The constraint on cell division within the trochoblast lineage, imposed by their early adoption of the multiciliated fate, is apparently ancient: nemerteans, annelids and mollusks diverged before the Cambrian, like most extant animal phyla [19]. Because all three groups include species with typical behavior of the trochoblast lineage, we assume that this is an ancestral feature of at least the Trochozoa (which includes mollusks, annelids, and nemerteans), if not the Spiralia (Lophotrochozoa) as a whole [18, 49]. The pilidium, however, is not the only larval type that escaped this constraint. For example, among annelids, the prototroch of a lecithotrophic larva of Capitella teleta consists of very many (hundreds of) small cells [28]. Cell markings with microinjected fluorescent dye show that in Capitella the standard trochoblast lineages (1q2, 1q12, 2q with the exception of 2d) form the prototroch and that these cells continue dividing for a while before they become multiciliated and cleavage-arrested [28]. Another instance is the unusual planktotrophic mitraria larva of the annelid Owenia, which has a large inflated blastocoel and a long convoluted ciliary band composed of many small uniciliated cells [50], many of which continue to divide to enable the growth of the ciliary band [51]. Although the exact lineal origin of the ciliary band in the mitraria is not known, the 1q2 cells and adjacent blastomeres were observed to undergo multiple rounds of cell division prior to ciliation and swimming [50]. While many molluskan trochophores have a classical large-celled prototroch [reviewed in 29], in some molluskan veliger larvae the velum (whose main ciliary band is derived from the trochoblast lineage) grows considerably over the course of larval life, and thus, one can infer that there must remain some population of undifferentiated, proliferative precursors that extend or intercalate into the ciliary bands, as suggested by preliminary results of BrdU-labeling in veligers of the gastropod Nassarius [51]. It is possible that many if not all of continuously growing spiralian larvae with prolonged planktonic development have somehow altered the trochoblast fate typical of many direct developers, such as Patella [29] or Nereis [43].

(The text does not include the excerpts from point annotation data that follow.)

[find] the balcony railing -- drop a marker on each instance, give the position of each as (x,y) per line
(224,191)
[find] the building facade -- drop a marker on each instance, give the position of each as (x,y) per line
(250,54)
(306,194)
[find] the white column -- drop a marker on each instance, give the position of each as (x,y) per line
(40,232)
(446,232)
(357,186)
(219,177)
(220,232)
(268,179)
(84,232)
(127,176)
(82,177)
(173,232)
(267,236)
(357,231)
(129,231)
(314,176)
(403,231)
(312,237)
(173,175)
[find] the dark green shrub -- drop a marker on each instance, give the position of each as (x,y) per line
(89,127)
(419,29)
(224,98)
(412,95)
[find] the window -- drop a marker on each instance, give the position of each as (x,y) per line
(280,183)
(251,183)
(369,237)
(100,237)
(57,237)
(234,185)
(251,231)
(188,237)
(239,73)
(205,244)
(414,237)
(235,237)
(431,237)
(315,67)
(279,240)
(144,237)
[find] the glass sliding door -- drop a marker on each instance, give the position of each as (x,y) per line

Unexpectedly, right cephalic imaginal disk originates from a mix of “trochoblast” lineages

Henry and Martindale [25] determined that the cephalic imaginal disks in the pilidium larva originate from the first-quartet micromeres, specifically 1a (left cephalic disk) and 1b (right cephalic disk). Although we scored our results before the cephalic imaginal disks form in M. alaskensis, we can extrapolate based on the knowledge of their sites of origin—the outer anterior axils [1, 40]. Our results show that the 1a2 cell (the vegetal daughter of 1a) accounts for the entire outer anterior left axil and thus likely forms the left cephalic disk, confirming the earlier finding by Henry and Martindale. Surprisingly, the right cephalic disk has a mixed origin from 1a2 and 1b12 (the vegetal granddaughter of the animal daughter of the 1b). Caged-FITC dextran, as used here, did not permit long-term labeling, as the combined effects of spontaneous uncaging and dilution due to growth obscured the signal around axils, imaginal disks, and other growth zones after about 1 week. However, injection of 1 of 4 cells with TRITC-Dextran or mRNA for 3xGFP-EMTB (a microtubule probe that lasts indefinitely in the pilidium; [40]) confirmed our inference: in 8- to 14-day-old larvae, when the A quadrant was injected, the entire left-side cephalic imaginal disk and a portion of the right-side disk contained label, albeit diluted by growth; when the B quadrant was injected, only a portion of the right-side disk contained label (Additional file 3: Fig. S3). Aside from the curiosity of this result—which, combined with the fate of 2d (below), implies that most of the juvenile originates from the A and D quadrants—the “linked arms” of the 1q2 domains also bespeak cell rearrangement relative to the cleavage pattern. These cells do not contact each other at the 16-, 32-, or 64-cell stages, while the domains of their progeny directly abut one another (except for 1d2 and 1a2, which are separated by 1a12).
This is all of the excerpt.